Perturbation Theory for the Definite Generalized Eigenvalue Problem I have become confused on some basic questions concerning the perturbation theory of the generalized eigenvalue problem. I am likely missing something simple, but I have a couple of questions about the literature on this subject.

Consider the generalized eigenvalue problem $Ax = \lambda Bx$ for $n$-square Hermitian matrices $A$ and $B$. The Crawford number is defined to be
$$
c(A,B) := \inf_{x\in \mathbb{C}^n, \|x\|_2=1} |x^*(A+iB)x|.
$$
Assume $c(A,B) > 0$, which ensures that there exists $Q$ such that $Q^*AQ$ and $Q^*BQ$ are simultaneous diagonalized, the generalized eigenvalues $\lambda$ being the ratio of these diagonal entries. For each generalized eigenvalue $\lambda_i$ with eigenvector $q_i$, the associated angle is defined to be the angle between a fixed ray and the complex number $\theta_i = q_i^*Aq_i + iq_i^*Bq_i$.
I am interested in perturbed versions of this problem, namely $(A+E)x = \lambda (B+F)x$ where $\|E\|_{\rm op}^2 + \|F\|_{\rm op}^2 =: \epsilon < c(A,B)$. Here, $\|E\|_{\rm op}$ is the spectral (operator 2-) norm. Stewart (1979, Theorem 3.2) derives the result
$$
|\theta_i - \tilde{\theta}_i|\le \arcsin\left( \frac{\epsilon}{c(A,B)} \right) =: \mathrm{RHS}_1.
$$
Here, $\tilde{\theta}_i$ are the angles associated with the eigenvalues of the perturbed problem. In Golub and Van Loan (2012, Theorem 8.7.3), they cite Stewart (1979) as saying
$$
| \arctan(\lambda_i) - \arctan(\tilde{\lambda_i})| \le \arctan\left( \frac{\epsilon}{c(A,B)} \right) =: \mathrm{RHS}_3.
$$
I believe it's the case that $| \arctan(\lambda_i) - \arctan(\tilde{\lambda_i})| = |\theta_i - \tilde{\theta}_i|$, which would make the result of Golub and Van Loan (2012) a strict strengthening of the result from Stewart (1979) since $\mathrm{RHS}_3 \le \mathrm{RHS}_1$.
In deriving his result, Stewart reduces his problem to an elementary question of geometry. By my reading, this problem is as follows: given a circle $C_1$ with radius $c(A,B)$ and another circle $C_2$ centered at a point on $C_1$ with radius $\epsilon$, what is the angle of the arc between the center of $C_2$ and an intersection point of $C_1$ and $C_2$. Stewart states the solution of this problem is $\mathrm{RHS}_1$, but my derivation is that the solution to this problem is actually $\mathrm{RHS}_2 := 2\arcsin(\epsilon/(2c(A,B))$.
For the relevent region $0 < \epsilon < c(A,B)$, $\mathrm{RHS}_1 \ge \mathrm{RHS}_2 \ge \mathrm{RHS}_3$. Here are my two questions:

*

*Am I correct that Stewart (1979)'s analysis actually leads to the stronger bound $\mathrm{RHS}_2$ for the left-hand side?

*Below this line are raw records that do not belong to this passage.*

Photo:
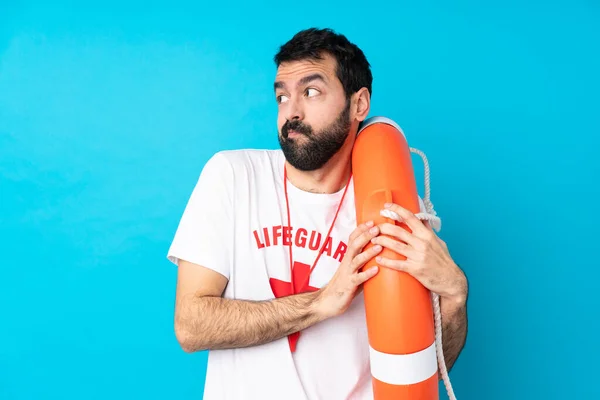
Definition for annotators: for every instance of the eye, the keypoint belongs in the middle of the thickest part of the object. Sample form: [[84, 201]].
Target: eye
[[311, 92]]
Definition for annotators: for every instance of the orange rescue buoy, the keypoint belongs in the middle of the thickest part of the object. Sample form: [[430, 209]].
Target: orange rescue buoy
[[399, 314]]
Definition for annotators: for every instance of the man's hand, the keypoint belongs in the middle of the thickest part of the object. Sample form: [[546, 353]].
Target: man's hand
[[336, 296], [427, 256]]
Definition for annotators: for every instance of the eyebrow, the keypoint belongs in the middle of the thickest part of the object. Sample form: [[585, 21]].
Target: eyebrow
[[303, 81]]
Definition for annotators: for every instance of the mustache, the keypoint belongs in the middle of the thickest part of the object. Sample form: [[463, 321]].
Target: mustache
[[296, 126]]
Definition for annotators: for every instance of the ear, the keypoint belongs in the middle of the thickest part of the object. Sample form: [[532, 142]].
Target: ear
[[361, 101]]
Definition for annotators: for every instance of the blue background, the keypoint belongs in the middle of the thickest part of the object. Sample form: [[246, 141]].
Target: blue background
[[109, 112]]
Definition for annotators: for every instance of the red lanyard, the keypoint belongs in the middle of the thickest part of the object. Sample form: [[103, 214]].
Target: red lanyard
[[325, 238]]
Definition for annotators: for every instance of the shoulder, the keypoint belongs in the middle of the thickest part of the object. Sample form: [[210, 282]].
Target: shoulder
[[245, 161]]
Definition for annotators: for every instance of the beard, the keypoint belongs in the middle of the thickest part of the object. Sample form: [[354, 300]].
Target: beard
[[315, 149]]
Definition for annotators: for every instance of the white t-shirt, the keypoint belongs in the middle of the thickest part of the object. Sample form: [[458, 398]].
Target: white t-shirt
[[234, 224]]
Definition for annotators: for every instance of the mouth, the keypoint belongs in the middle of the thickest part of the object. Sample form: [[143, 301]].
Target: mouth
[[292, 134]]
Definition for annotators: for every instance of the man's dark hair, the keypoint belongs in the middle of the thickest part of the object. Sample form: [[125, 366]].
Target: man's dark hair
[[353, 69]]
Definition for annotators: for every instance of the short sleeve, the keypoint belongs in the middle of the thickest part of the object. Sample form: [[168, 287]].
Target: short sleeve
[[205, 232]]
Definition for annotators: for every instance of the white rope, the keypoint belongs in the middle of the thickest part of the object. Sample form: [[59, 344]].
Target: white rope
[[435, 222]]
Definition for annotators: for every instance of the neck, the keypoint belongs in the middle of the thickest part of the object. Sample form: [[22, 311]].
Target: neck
[[330, 178]]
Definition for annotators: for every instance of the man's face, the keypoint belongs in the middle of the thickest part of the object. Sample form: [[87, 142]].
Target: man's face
[[313, 116]]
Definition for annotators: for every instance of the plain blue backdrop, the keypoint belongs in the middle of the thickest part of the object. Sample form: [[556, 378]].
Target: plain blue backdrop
[[108, 112]]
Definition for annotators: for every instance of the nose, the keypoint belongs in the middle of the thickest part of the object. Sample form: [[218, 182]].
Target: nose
[[294, 110]]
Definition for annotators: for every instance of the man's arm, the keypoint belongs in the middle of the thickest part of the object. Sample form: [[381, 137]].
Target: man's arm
[[454, 329], [204, 320]]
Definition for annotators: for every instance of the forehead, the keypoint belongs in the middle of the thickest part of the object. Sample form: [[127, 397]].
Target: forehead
[[292, 71]]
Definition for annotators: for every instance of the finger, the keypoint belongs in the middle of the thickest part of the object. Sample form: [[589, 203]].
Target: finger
[[399, 233], [360, 229], [364, 276], [399, 265], [356, 246], [396, 246], [414, 223], [364, 257]]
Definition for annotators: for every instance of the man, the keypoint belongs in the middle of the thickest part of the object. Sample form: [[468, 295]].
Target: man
[[255, 215]]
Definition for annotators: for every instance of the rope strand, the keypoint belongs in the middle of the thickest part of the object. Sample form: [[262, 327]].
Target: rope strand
[[435, 221]]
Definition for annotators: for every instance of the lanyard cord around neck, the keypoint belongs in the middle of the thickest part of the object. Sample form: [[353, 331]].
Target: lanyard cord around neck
[[287, 203]]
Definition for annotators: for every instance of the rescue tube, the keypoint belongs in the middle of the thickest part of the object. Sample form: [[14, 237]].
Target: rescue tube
[[400, 321]]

*Is the bound $\mathrm{RHS}_3$ correct, and if so, where is a correct proof? Is it contained in Stewart (1979)?

Any references would be great. I am aware the monograph by Stewart and Sun contains a discussion of this problem, but I do not have access to a copy of this book right now.
 A: After some more contemplation and reading, I have gone a long way towards answering my own question.
My purported improved bound $\mathrm{RHS}_2$ is incorrect (at least for the reasons I believed it) because I misinterpreted the geometry problem. The problem is actually

Given a circle $C_1$ with radius $c(A,B)$ and another circle $C_2$ centered at a point on $C_1$ with radius $\epsilon$, what is the maximum angle between the center of $C_2$, the center of $C_1$, and a point on $C_2$.

In this case, the maximizer is when the triangle described by this angle is a right triangle with hypotenuse $c(A,B)$ and opposite leg $\epsilon$. This gives the bound $\mathrm{RHS}_1 = \arcsin(\epsilon/c(A,B))$ as claimed by Stewart.
Now having gotten my hands on Matrix Perturbation Theory and done more reading, I have not seen the $\mathrm{RHS}_3$ bound anywhere in the literature except for Golub and Van Loan, which cite Stewart 1979 for a proof which (unless I'm really missing something) it does not contain.
I am now reasonably convinced $\mathrm{RHS}_1$ is the best possible bound for this problem of this flavor only depending on $\epsilon$ and $c(A,B)$. (There are certainly stronger bounds, such as those by Sun (1982) and Mathias and Li (2004), but they use different parameters than $\epsilon$ and $c(A,B)$.)